Plan for Effective Weed Control

China is upping the ante on weed control. The country changed allowable foreign material in soybean imports from 2% to 1% and has listed nearly 50 weed seeds forbidden from entering the country—this means no more letting weeds sneak through on the combine.
On David Nichols’ 3,600-acre Tennessee Delta farm, weed control is top of mind as resistant and hard-to control weeds threaten his crops.
“We went back to the old fundamentals we used 20 or so years ago before Roundup Ready,” Nichols says. “We’re mixing modes of action, using pre-emergent herbicides and trying new technologies.”
You have the chance to start your season off on the right foot. Use strategic planning, scouting and timely weed management to control weeds and reduce your weed seedbank for future seasons.

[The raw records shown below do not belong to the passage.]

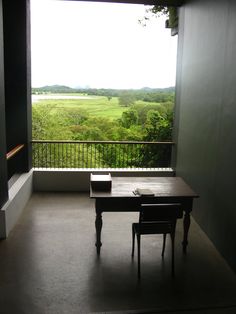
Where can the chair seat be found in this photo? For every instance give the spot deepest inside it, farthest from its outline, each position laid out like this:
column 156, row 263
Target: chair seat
column 153, row 227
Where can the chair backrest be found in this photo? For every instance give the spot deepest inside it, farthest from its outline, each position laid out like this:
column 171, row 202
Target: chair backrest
column 160, row 212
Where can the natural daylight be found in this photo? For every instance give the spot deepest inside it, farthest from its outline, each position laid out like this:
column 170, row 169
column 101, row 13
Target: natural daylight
column 98, row 74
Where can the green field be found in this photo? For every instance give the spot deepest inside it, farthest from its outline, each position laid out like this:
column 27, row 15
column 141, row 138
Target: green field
column 96, row 106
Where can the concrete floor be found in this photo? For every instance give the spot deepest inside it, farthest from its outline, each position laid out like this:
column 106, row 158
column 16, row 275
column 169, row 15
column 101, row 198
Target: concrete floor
column 49, row 265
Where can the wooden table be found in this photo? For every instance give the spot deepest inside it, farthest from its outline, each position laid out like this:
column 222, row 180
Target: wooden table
column 122, row 199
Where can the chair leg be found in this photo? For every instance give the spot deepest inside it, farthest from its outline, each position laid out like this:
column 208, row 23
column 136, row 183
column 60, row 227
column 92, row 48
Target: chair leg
column 138, row 242
column 164, row 245
column 133, row 241
column 173, row 254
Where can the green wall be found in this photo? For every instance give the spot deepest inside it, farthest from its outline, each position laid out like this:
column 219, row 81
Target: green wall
column 206, row 116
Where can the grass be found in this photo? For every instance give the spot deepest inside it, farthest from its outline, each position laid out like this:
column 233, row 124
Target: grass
column 97, row 106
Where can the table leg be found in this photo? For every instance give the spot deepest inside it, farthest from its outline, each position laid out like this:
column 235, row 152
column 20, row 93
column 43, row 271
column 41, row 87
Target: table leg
column 98, row 226
column 186, row 229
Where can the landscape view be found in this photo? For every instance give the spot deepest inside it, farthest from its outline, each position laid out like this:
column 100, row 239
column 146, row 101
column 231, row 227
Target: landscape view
column 113, row 123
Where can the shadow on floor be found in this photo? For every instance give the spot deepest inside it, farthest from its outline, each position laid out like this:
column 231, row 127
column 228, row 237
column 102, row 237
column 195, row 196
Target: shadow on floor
column 49, row 265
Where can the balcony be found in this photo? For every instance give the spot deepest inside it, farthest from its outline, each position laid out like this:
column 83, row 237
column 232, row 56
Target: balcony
column 101, row 154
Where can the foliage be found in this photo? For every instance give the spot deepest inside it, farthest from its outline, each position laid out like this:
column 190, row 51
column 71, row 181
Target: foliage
column 102, row 119
column 159, row 10
column 126, row 99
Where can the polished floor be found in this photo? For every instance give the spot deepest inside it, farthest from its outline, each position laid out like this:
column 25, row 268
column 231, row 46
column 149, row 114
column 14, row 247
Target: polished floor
column 48, row 265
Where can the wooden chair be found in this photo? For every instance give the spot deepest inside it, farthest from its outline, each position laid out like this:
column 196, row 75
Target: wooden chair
column 156, row 219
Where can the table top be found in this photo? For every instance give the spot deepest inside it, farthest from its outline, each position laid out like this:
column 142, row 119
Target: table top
column 160, row 186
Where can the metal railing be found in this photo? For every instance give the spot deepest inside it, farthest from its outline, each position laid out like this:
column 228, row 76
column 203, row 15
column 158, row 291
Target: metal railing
column 14, row 151
column 100, row 154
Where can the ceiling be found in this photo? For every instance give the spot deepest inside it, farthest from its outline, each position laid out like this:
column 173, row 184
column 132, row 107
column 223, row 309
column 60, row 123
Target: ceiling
column 148, row 2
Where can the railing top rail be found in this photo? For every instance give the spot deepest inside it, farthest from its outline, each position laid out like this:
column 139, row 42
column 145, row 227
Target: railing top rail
column 14, row 151
column 100, row 142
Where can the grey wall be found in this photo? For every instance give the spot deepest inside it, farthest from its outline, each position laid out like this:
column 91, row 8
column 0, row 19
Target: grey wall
column 3, row 150
column 16, row 31
column 206, row 116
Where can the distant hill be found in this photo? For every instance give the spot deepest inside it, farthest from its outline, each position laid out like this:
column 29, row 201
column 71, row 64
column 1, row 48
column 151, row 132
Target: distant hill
column 54, row 89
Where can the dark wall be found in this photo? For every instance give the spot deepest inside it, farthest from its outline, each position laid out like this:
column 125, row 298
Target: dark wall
column 3, row 164
column 206, row 116
column 16, row 17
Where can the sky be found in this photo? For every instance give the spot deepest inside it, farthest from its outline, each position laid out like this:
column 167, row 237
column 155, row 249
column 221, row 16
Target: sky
column 99, row 45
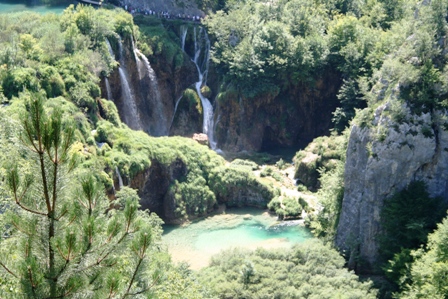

Find your target weeds. “Know what you have,” says Bill Johnson, Purdue Extension weed scientist. “If you don’t remember or you’re on new ground, talk to neighbors or CCAs.
“If you have marestail in the eastern Corn Belt assume it’s glyphosate and ALS resistant,” Johnson says. “If you have waterhemp, assume resistance to glyphosate and ALS with a better than 50% chance of PPO resistance; with ragweed assume glyphosate and ALS; and Palmer amaranth assume glyphosate and ALS, and PPO in the south.”
Plan a multistep attack. “We recommend a planned two-pass program with residuals in each application,” says Frank Rittemann, Bayer product manager for selective corn herbicides. “Have two effective modes of action in each application.”
Don’t rely on a single application to take care of all weeds.
“You don’t want to skimp on preemergent herbicides because you have so few options in post, especially in soybeans,” says Gordon Vail, Syngenta herbicide technical product lead. “If you skimp, you’ll have more weeds for the post application.”
Pre-emergent herbicides are your first line of defense. Make sure your application is timely so any growing weeds die, and consider residuals.
“When managing small seeded broadleaves, the best thing to do is not let them emerge since once they do they grow so fast,” says Ken Bennis, Dow AgroSciences market development specialist. “The best way to do that is spray more than one residual.”
Using at least two effective modes of action helps delay resistance. After pre-emerge, get out and scout to make sure application was effective and to time post application.
“Post emerge you could now have just three to five days and if you miss it you might not get your weeds controlled,” Vail says.
In a perfect scenario, you’ll treat weeds at or before they reach 4", but if weather gets in the way make sure you have a contingency plan.
“Things can change a lot; if I scout on May 25 and it rains for a week, some of these weeds will go from 2" to 6". I need flexibility to control those weeds,” Bennis says.
Understand label requirements and make sure they’re effective no matter when they’re sprayed—pre, post or even late. Don’t waste money on an application that won’t work—find an alternative control method.
“We try to sit down and plan out our program—and a plan just in case that one doesn’t work,” Nichols says. “In tight margins, we do have to consider the prices of chemicals, too, but being profitable means a clean crop.”
With stricter regulations on foreign matter and weed seed for exports, weed control is all the more critical.